Plotting & Theme Functions
Source:vignettes/plotting_theme_functions.Rmd
plotting_theme_functions.Rmd
Plotting Functions
When working on research projects or Understand phases, there is often a set of charts you will create at the beginning, and then at multiple points throughout the project. These charts will help you perform common exploratory data analysis (EDA) tasks to better understand your data and identify areas of investigation. Some of these charts sit naturally in other packages such as:
- {ParseR} - descriptive plots of text distributions e.g. Pairwise Correlations, n-gram plots, Weighted log-odds
- {SegmentR} - plots for topic modelling outputs e.g. top terms
- {ConnectR} - network visualisations e.g. Retweet network, mention network
Other plots which do not have a clear and obvious location, e.g. sentiment distributions, volume over time etc. will sit here in {DisplayR}. They most likely will not be the centrepiece of a delivery, and they should not be used as a substitute for thinking about the problem at hand and creating bespoke graphics when called for*. They do however represent valuable efficiency gains in the EDA workflow, and prime clients for a Capture Intelligence deck or delivery.

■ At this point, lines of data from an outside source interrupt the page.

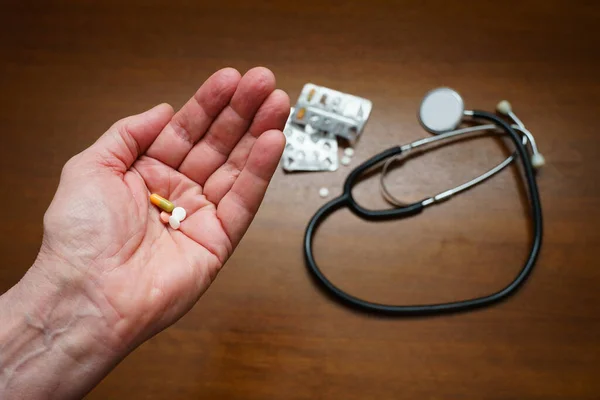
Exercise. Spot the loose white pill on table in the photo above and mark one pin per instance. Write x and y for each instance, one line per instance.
(174, 222)
(179, 213)
(323, 192)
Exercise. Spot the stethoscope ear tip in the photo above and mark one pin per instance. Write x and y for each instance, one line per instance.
(538, 160)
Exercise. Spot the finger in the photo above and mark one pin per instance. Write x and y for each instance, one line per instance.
(195, 117)
(271, 115)
(213, 150)
(129, 138)
(238, 207)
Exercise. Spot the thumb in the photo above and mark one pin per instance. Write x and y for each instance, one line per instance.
(129, 138)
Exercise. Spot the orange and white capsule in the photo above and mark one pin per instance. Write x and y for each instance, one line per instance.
(161, 202)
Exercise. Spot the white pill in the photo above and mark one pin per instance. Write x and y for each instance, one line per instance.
(174, 222)
(179, 213)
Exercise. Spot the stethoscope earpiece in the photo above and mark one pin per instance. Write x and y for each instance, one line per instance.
(441, 110)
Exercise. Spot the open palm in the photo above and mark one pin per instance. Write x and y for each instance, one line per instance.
(214, 157)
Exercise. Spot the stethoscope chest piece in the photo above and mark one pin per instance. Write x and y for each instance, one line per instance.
(441, 110)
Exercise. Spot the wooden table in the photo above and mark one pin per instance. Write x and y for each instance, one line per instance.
(264, 330)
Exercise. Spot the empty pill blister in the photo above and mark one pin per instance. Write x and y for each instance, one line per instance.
(328, 110)
(316, 151)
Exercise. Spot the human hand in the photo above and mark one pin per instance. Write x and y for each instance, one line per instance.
(215, 158)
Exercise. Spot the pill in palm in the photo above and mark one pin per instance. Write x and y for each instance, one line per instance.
(164, 217)
(174, 222)
(179, 213)
(161, 202)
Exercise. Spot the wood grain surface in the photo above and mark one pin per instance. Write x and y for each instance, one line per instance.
(69, 69)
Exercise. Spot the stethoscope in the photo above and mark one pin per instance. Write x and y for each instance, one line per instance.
(441, 112)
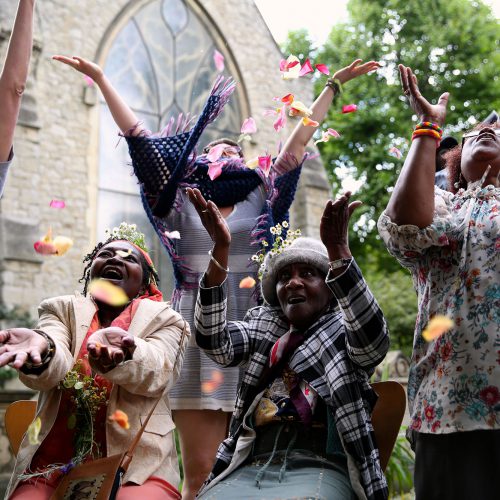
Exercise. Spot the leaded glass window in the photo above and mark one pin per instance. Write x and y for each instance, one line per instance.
(161, 63)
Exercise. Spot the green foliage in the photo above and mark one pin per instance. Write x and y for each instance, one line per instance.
(452, 45)
(396, 297)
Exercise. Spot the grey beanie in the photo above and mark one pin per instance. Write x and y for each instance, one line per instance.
(302, 250)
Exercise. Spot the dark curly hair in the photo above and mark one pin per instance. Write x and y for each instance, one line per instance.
(453, 159)
(148, 272)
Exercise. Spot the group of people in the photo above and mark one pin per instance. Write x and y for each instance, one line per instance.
(290, 364)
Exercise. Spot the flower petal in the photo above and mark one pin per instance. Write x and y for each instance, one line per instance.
(306, 68)
(249, 126)
(57, 204)
(121, 418)
(307, 122)
(438, 325)
(105, 291)
(287, 99)
(281, 120)
(322, 68)
(62, 244)
(394, 151)
(173, 235)
(218, 61)
(215, 169)
(247, 282)
(349, 108)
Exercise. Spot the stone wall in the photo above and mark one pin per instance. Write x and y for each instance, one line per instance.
(56, 141)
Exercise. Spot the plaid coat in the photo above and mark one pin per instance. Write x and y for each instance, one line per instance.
(336, 359)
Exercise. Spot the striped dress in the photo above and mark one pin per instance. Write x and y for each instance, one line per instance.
(203, 384)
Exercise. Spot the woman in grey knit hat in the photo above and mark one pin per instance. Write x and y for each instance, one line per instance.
(301, 427)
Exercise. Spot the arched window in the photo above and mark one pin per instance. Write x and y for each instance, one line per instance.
(161, 63)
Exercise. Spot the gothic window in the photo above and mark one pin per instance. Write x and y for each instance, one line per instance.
(161, 63)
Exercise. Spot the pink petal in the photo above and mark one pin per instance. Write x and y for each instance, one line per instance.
(306, 68)
(281, 120)
(307, 122)
(173, 235)
(215, 169)
(88, 80)
(57, 204)
(349, 108)
(219, 61)
(394, 151)
(216, 152)
(249, 126)
(322, 68)
(265, 164)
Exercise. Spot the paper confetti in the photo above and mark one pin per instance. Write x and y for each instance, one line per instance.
(57, 204)
(218, 61)
(438, 325)
(247, 282)
(349, 108)
(105, 291)
(121, 418)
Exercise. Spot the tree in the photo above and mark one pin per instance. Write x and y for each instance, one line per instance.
(452, 45)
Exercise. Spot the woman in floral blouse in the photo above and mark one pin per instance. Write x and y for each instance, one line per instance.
(451, 244)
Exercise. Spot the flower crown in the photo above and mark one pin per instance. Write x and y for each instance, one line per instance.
(128, 232)
(279, 244)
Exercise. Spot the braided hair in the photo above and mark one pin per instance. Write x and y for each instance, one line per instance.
(148, 272)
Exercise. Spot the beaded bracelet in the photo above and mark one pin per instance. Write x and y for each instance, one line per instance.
(214, 260)
(429, 125)
(335, 85)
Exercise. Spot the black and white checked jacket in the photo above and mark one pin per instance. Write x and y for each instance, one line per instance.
(338, 356)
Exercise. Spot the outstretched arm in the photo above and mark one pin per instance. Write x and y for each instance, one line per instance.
(124, 117)
(15, 74)
(412, 201)
(298, 140)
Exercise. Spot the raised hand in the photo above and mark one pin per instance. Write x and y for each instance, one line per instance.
(82, 65)
(108, 347)
(354, 70)
(210, 217)
(334, 226)
(423, 109)
(19, 345)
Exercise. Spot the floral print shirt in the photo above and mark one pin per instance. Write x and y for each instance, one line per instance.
(454, 382)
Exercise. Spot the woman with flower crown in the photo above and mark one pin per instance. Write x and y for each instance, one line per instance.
(250, 200)
(106, 354)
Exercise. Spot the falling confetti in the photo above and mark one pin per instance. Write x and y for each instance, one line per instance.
(173, 235)
(306, 68)
(249, 126)
(218, 61)
(57, 204)
(213, 384)
(349, 108)
(307, 122)
(107, 292)
(247, 282)
(322, 68)
(34, 431)
(394, 151)
(438, 325)
(121, 418)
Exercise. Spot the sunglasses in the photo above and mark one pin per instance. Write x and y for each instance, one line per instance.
(475, 133)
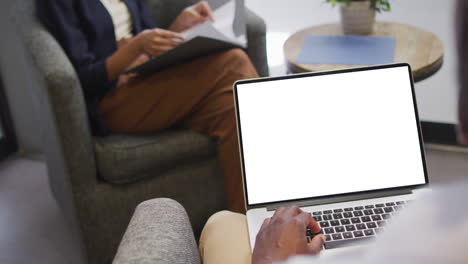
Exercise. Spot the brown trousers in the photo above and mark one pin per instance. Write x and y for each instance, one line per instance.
(196, 95)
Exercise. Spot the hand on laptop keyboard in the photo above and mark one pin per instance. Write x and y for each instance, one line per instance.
(354, 224)
(282, 236)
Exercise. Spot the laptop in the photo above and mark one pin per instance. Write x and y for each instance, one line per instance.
(345, 146)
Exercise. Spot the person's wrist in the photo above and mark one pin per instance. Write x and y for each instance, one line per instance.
(137, 45)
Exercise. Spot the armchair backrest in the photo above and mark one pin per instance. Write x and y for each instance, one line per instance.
(67, 143)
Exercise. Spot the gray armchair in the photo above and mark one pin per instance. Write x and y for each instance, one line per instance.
(98, 182)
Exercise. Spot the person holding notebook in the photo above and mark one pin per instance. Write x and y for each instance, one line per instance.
(432, 229)
(104, 38)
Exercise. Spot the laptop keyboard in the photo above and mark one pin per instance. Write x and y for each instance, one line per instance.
(354, 224)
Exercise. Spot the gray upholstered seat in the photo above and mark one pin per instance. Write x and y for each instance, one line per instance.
(98, 182)
(126, 159)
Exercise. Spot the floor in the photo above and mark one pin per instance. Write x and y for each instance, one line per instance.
(32, 230)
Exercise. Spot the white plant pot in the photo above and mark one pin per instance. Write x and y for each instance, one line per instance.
(357, 18)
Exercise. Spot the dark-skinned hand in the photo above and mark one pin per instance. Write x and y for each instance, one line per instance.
(283, 235)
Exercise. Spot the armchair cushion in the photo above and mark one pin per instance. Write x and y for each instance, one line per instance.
(126, 159)
(159, 232)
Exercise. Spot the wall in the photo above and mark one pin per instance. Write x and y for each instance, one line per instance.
(15, 68)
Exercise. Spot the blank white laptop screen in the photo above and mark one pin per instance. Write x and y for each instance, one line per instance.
(329, 134)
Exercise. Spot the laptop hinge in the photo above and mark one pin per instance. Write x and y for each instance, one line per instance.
(344, 198)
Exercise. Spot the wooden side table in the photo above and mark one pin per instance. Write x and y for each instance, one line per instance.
(423, 50)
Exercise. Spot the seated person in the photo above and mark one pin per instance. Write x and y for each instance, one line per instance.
(434, 230)
(104, 38)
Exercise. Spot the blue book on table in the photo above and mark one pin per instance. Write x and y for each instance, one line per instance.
(347, 50)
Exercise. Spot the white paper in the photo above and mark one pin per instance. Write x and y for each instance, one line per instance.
(223, 24)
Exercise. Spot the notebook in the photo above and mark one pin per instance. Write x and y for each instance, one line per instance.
(345, 146)
(347, 50)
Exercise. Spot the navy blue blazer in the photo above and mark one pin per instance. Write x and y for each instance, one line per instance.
(86, 32)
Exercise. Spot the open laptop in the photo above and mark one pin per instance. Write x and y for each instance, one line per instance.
(344, 145)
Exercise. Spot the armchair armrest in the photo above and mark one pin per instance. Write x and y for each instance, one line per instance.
(159, 232)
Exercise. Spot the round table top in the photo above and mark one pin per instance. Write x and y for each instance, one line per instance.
(423, 50)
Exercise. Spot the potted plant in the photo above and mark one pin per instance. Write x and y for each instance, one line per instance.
(358, 16)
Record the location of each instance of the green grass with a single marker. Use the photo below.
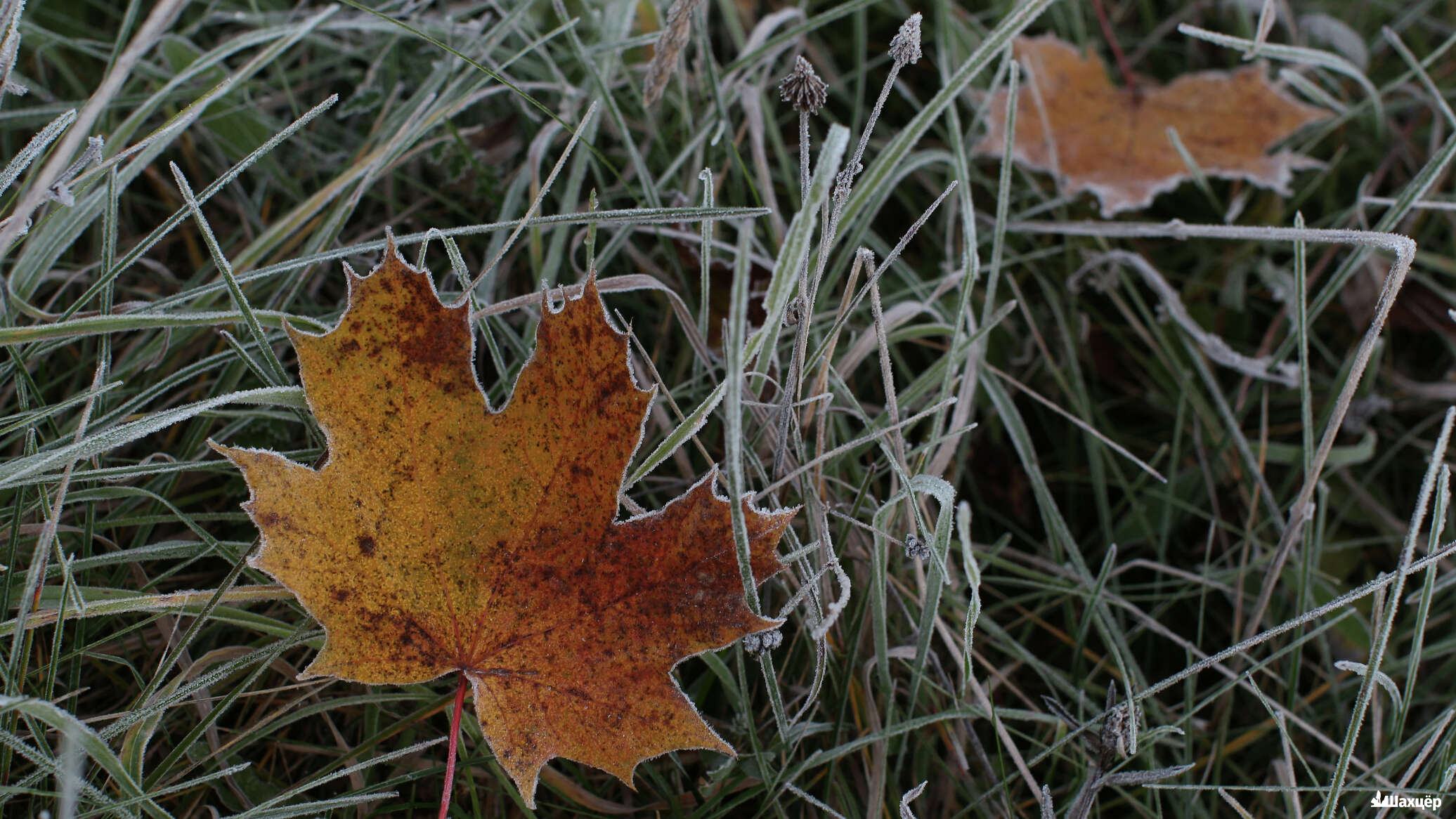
(1108, 499)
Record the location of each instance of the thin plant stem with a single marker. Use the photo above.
(1123, 66)
(455, 747)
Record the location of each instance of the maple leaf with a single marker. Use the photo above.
(441, 536)
(1072, 121)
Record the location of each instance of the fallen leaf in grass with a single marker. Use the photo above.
(441, 536)
(1093, 136)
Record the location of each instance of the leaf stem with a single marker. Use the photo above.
(455, 747)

*See the Capture Cookbook and Visualisation Guidelines for more information on creating Bespoke graphics and adhering to good data visualisation principles.
Volume Over Time
When working with the data from various Social Media APIs (Twitter, Facebook, Reddit etc.) there is usually a time stamp or date/time column, this column can be used to visualise when the conversation takes place and to identify when important changes in volume occur.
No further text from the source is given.